By Doug Weaver

Hey Michael – guess what. You died this morning at about 4 a.m. So weird, huh? Apparently you had a heart attack or something. Anyway, I just wanted to tell you because – well, who knows why I need to tell you the details of my life all the time. I just do. Like it or not (and I know sometimes very not) you are and always have been the repository of my details, all the stuff I read and watch and experience. For forty years I get excited at the thought of sharing something with you, with Michael, my Michael.

Anyway, I bet death is weird. You’ll have to tell me about it sometime. I have to tell you, though, that literally more people than I knew existed are really really upset this morning. I’m sorry, Michael. That’s not fair. It’s just that one day I’m going along all normal and stuff and the universe makes some kind of sense because I know you’re in it, and I’m reading books with precise sentences and walking the dog and eating watermelon and being pleasant to other people, and the very next day life changes to something else. Really, something like the surface of the moon: everything else is still here, but there’s no Michael. It’s just fucked up.

Wait a minute. This isn’t a joke, is it? You’d never surprise me with something like this. You’re too decent to jump out at four in the morning and say Boo! I’m dead! Because I know you loved me and that kind of thing would be totally uncool.
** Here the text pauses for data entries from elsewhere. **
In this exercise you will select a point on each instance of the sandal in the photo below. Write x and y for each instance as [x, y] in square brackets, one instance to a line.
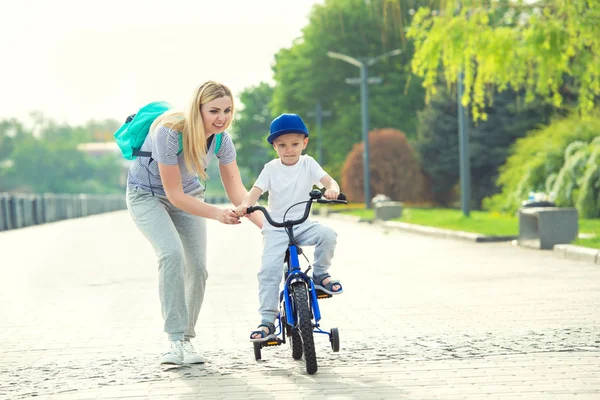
[264, 336]
[328, 288]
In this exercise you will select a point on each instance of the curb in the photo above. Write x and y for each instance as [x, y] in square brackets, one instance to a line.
[580, 253]
[567, 251]
[444, 233]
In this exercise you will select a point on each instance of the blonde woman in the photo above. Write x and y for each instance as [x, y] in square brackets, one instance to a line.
[166, 201]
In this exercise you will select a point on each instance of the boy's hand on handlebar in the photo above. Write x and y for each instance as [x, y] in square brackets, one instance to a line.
[228, 217]
[331, 194]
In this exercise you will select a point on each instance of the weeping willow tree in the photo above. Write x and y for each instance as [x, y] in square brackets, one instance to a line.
[533, 46]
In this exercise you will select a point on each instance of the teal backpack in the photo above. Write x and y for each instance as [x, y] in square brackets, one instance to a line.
[131, 135]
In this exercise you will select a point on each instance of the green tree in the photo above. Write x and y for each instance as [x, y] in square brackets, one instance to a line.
[534, 47]
[489, 141]
[536, 160]
[305, 74]
[251, 128]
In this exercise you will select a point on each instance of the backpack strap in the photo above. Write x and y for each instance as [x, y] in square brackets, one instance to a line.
[219, 139]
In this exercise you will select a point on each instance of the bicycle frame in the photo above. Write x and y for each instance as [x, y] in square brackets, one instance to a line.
[294, 273]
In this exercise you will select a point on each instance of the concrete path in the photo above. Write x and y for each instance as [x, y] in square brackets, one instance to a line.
[421, 318]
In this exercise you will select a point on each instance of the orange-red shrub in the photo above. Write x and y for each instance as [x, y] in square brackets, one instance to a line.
[394, 169]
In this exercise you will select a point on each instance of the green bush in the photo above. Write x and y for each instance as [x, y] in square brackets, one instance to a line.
[588, 200]
[536, 163]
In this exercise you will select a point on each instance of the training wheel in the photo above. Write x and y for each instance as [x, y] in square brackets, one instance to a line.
[334, 338]
[257, 351]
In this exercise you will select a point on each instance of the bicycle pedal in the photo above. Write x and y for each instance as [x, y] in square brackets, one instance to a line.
[272, 342]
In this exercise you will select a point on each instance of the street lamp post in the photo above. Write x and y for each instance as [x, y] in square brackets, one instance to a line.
[463, 151]
[319, 113]
[363, 64]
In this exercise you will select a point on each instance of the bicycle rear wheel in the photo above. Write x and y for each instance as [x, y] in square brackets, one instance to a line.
[304, 318]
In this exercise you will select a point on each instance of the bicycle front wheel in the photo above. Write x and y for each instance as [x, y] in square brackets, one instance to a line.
[304, 319]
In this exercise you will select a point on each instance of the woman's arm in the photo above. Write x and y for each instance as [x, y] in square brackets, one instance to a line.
[232, 182]
[171, 180]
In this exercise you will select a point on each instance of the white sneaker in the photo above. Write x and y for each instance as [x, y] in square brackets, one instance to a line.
[190, 355]
[174, 355]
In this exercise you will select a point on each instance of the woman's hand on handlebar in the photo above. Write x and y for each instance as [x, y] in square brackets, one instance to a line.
[331, 194]
[240, 210]
[228, 217]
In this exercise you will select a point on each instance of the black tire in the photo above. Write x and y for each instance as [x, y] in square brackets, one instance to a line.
[304, 319]
[335, 340]
[257, 354]
[296, 345]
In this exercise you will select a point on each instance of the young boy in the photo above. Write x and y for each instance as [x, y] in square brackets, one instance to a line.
[289, 179]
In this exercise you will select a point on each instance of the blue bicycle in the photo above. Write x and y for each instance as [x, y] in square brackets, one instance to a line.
[299, 313]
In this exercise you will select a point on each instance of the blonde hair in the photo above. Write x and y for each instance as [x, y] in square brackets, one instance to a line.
[191, 124]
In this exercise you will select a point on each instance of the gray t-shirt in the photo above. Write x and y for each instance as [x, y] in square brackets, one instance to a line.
[164, 145]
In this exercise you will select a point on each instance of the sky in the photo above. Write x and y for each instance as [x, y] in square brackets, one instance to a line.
[76, 60]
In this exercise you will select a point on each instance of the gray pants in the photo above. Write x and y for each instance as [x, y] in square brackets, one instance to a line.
[179, 241]
[275, 242]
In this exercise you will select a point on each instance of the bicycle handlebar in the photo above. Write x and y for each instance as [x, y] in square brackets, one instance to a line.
[315, 195]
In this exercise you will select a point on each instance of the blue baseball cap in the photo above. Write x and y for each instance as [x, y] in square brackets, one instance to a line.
[286, 123]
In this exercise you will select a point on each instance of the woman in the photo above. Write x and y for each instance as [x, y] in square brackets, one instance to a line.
[166, 200]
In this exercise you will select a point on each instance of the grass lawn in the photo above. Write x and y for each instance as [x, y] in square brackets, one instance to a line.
[483, 222]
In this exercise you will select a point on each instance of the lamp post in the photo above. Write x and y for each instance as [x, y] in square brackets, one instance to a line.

It’s something I might have done to you, but I know you would never have done it to me. Right? I hope not. Is it cool to use the past tense, you know, because you’re dead, like in the past? Is that too morbid? I don’t want to offend you so I’m just checking.

If you were here with me, I would tell you your death is actually really really hard for me. Wait, but since you’re dead – no. Let me ask it this way: Do the dead have some special knowledge of stuff or have special powers, like Santa or God? I’ve seen movies that say so. If that’s even a remote possibility, I will literally do anything if you just move a hair on my arm, become an annoying little itch somewhere, just to be even a little bit tangible, just for a minute or two. I know deep down that probably won’t happen though. Come to think about it – if you really do have some special power – please don’t do anything. That would be nice for about one second, and then I’d have to sort all this out again! So wherever you are, just chill.
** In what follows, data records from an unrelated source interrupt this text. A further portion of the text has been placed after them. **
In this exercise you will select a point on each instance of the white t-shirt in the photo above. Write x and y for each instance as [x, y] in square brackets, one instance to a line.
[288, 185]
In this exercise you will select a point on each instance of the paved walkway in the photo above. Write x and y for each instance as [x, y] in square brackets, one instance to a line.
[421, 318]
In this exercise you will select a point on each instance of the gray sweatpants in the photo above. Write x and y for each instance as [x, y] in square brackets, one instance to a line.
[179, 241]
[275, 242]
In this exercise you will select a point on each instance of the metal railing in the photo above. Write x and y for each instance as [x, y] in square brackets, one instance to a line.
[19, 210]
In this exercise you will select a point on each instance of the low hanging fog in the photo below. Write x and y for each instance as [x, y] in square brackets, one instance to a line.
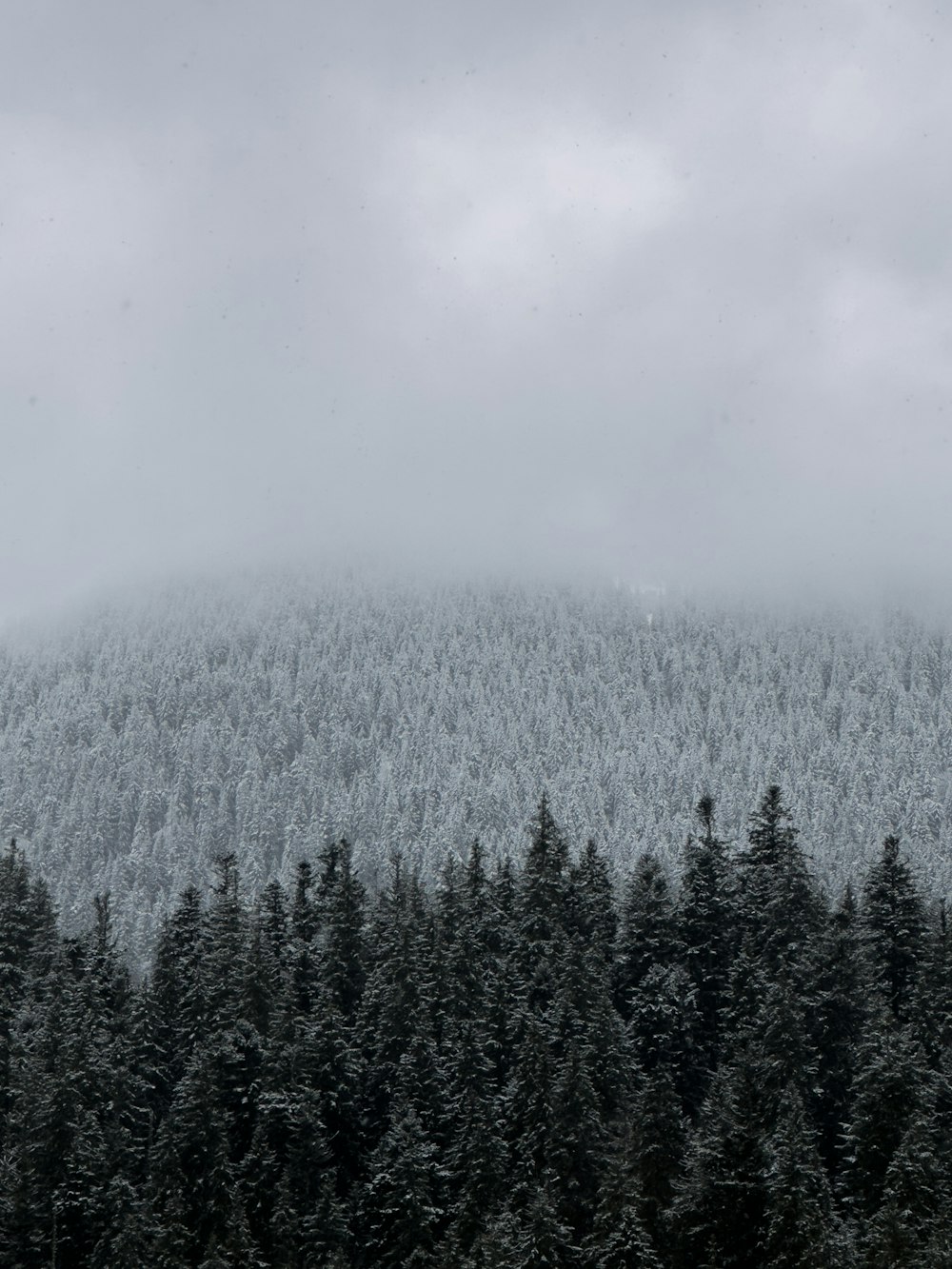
[662, 290]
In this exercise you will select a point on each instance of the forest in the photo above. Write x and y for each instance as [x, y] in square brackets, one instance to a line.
[267, 715]
[541, 1061]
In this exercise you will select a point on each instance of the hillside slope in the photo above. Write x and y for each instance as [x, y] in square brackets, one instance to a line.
[267, 717]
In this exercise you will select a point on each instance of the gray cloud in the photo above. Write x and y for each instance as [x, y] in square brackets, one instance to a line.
[665, 289]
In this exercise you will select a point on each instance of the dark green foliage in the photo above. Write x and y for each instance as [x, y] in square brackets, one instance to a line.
[894, 929]
[505, 1071]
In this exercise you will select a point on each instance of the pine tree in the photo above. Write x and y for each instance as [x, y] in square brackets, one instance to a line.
[894, 929]
[706, 929]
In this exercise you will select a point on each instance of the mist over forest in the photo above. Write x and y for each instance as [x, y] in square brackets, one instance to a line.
[272, 715]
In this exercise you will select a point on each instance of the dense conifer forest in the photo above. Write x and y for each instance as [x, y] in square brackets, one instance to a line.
[533, 1062]
[268, 716]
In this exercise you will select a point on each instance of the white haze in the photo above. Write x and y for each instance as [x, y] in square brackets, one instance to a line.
[658, 289]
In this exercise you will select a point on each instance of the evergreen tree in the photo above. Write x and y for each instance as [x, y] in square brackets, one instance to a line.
[706, 928]
[894, 929]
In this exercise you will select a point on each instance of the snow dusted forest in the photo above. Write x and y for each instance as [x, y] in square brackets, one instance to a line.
[520, 1066]
[270, 716]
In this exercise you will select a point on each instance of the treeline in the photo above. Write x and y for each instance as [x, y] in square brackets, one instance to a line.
[525, 1065]
[263, 719]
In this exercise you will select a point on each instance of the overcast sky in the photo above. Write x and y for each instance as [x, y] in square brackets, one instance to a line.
[659, 288]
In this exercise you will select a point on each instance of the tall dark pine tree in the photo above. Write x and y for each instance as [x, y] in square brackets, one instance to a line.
[706, 926]
[894, 929]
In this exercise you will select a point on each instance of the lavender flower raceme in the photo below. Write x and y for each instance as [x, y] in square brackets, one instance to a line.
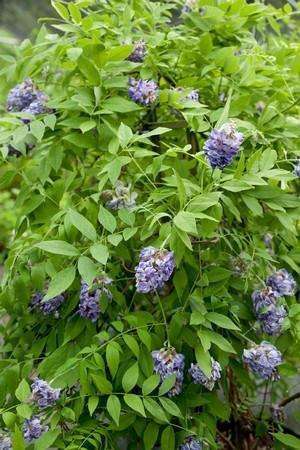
[144, 92]
[168, 362]
[191, 443]
[33, 429]
[120, 198]
[199, 377]
[5, 442]
[139, 52]
[43, 394]
[154, 269]
[282, 282]
[297, 169]
[222, 145]
[50, 306]
[263, 360]
[89, 303]
[26, 98]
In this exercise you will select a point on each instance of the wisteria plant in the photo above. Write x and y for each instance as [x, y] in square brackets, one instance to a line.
[149, 297]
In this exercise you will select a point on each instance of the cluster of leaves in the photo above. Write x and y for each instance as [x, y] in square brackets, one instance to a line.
[244, 68]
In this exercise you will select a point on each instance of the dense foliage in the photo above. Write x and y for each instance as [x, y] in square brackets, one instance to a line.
[149, 158]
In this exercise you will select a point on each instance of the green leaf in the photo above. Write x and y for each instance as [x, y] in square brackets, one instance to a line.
[23, 391]
[132, 344]
[106, 219]
[134, 402]
[47, 440]
[92, 404]
[100, 253]
[203, 360]
[167, 384]
[150, 435]
[150, 384]
[60, 283]
[103, 385]
[82, 224]
[288, 439]
[221, 321]
[112, 358]
[185, 221]
[124, 134]
[130, 377]
[153, 407]
[37, 128]
[170, 407]
[87, 269]
[114, 408]
[168, 439]
[58, 248]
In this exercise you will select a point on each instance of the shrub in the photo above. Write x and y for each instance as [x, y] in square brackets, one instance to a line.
[149, 291]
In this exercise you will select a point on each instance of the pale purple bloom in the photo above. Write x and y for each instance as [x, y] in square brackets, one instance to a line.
[154, 269]
[43, 394]
[263, 360]
[33, 429]
[199, 376]
[263, 299]
[168, 362]
[222, 145]
[89, 307]
[282, 282]
[141, 91]
[139, 52]
[297, 169]
[271, 322]
[26, 98]
[191, 443]
[50, 306]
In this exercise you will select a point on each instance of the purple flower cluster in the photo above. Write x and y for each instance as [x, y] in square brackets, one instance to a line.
[199, 377]
[139, 52]
[33, 429]
[168, 362]
[154, 269]
[282, 282]
[50, 306]
[26, 98]
[191, 443]
[141, 91]
[89, 307]
[121, 197]
[222, 145]
[263, 360]
[297, 169]
[5, 442]
[43, 394]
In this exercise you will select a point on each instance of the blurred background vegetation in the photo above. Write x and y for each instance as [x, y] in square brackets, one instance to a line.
[19, 17]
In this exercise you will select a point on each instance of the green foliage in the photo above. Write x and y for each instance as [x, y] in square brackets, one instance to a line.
[214, 221]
I’m wondering if the dead have any need for memories. I wonder if I do. Part of me wants to suppress the recollection of all those years we were in love and did all that stuff. Because this is uncomfortable. By the way, I hope you’re comfortable. I bet if you did remember stuff, you’d remember that trip to Mexico. I only learned years later that you didn’t really care for Mexican food that much – which sort of makes sense because you’re French and everything. But those enchiladas we got at that family café – I forgot which state we were in – but all these little towns kind of just popped up out of nowhere among all the church steeples. Remember? We talked about it, like which came first, the church or the town? We could see the café from the street, but there was no sidewalk or anything so we had to kind of jump down a dirt embankment to get to that squat little white building in the middle of this dirt yard that had all these dusty trees in it, with bicycle tires that were swings for the kids. There we were in all that heavy late afternoon heat and the dust and flies with all the dogs and the paper plates and really sweet drinks and the juke box that was all songs in Spanish, but sounded so cool, and the connection we had with the family who tried to speak English and we were trying to speak Español. It was so messy and sticky with laughing and grit and sweat…and god, was it fun. I remember it seemed like we were brave explorers discovering an unknown civilization, but mostly we were just in love. God I loved you then. Remember we were concerned that, being in Mexico, we’d get flack for being two men renting a room with one king-sized bed? But nobody said anything – or if they did, it was between themselves: I had to make the bed for those two sinners in room 214. And that Ford Tempo where you just popped the hood before we left Guadalajara and unhooked the speedometer? That poor Ford Tempo! What a fucking trip that was. Or all those other trips to Europe to see your family? The best life ever.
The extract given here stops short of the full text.